Network representation of how these 73 independently validated target proteins of active drugs (Appendix 1—figure 4) interact with IR-DR signature at a pathway level is presented in Figure 2A (Benjamini-Hochberg corrected p-values). The GO terms are scaled by the total number of significant terms and labelled by the top-level category (Figure 2B). Coloured orange (Figure 2B), a module of the ‘carboxylic acid biosynthetic process’ pathway contains genes that, when more ‘active,’ positively modulate the IR-DR signature (Z = 8.3, p=1 × 10–9). Each pathway is also coloured (Figure 2C) to indicate whether it contains a known drug target or was part of the IR-DR signature. The IR-DR assay genes formed eight pathway clusters, of which the majority directly contain some RNAi validated protein targets, for example, ‘negative regulation of phosphate metabolic process’ (coloured brown, q-value 1 × 10–7). As with the analysis of the individual PKC isoforms, there are compelling examples of proteins contributing to metabolic disease, for example, SMAD3 (+87 IR-DR score from OE and –95 IR-DR score from RNAi) is an in vivo-validated IR pathway (Budi et al., 2019; Sun et al., 2015; Tan et al., 2011). However, if multi-gene DR assays are to be used for optimising drug properties, it is critical to establish that they can produce quantitative pharmacological feedback when comparing related drugs (Hopkins, 2008).

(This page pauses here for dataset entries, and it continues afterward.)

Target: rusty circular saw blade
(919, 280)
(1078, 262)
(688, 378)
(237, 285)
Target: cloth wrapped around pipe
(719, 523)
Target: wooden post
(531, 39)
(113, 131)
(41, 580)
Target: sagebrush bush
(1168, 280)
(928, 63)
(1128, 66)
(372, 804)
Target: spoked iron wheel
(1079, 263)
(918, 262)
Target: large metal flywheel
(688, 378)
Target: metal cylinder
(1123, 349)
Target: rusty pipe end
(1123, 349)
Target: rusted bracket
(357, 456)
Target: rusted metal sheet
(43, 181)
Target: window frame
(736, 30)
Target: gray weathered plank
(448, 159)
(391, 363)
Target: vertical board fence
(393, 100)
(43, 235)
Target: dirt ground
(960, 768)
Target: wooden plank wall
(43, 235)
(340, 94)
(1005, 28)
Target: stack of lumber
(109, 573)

Aggregated IR-DR assay score directly relates to pharmacologically derived in vitro potency
The relationship between in vitro drug potency and IR-DR assay score for 37 compounds (Appendix 1—figure 5), nominally targeting epidermal growth factor receptor (EGFR or HER1) tyrosine kinase, was investigated. This stress-induced inflammatory protein has recently emerged as a target for treating metabolic disease and neurodegeneration (Donath, 2021; Menden et al., 2019; Norambuena et al., 2017). One endogenous EGFR ligand, amphiregulin, is induced by high-fat feeding to drive TNF-mediated IR (Skurski et al., 2020), while EGFR is overexpressed in astrocytes of Alzheimer’s disease (AD). The EGFR inhibitor afatinib (IR-DR score = 77) attenuates astrocyte activation (Chen et al., 2019) while inhibition of EGFR can reduce FOXK1 and FOXK2 phosphorylation (Klaeger et al., 2017) to normalise mTORC1-regulated autophagy and reduce IR (Bowman et al., 2014; Jahng et al., 2019). Nine EGFR inhibitors have been screened against >300 kinases (Davis et al., 2011; Klaeger et al., 2017), which enabled us to directly contrast laboratory-derived kinase selectivity with the IR-DR score. Potency versus EGFR directly related to IR-DR assay score (Figure 3A), yet this could not fully explain why certain compounds were inactive. Cluster analysis of the most targeted proteins (<300 nM potency for at least one compound) illustrated that alisertib, the only potent EGFR inhibitor with a negative IR-DR score (–90), inhibited PLK4, AURKB and AURKA (Figure 3B). Orantinib, a 24 nM inhibitor of AURKB, also had a negative IR-DR score (–77), as did MK-5108, an inhibitor of AURKB and AURKA (–90), indicating that alisertib’s profile reflects pharmacology beyond EGFR (probably AURKB as AURKB KD had an IR-DR score of –83, Table S3).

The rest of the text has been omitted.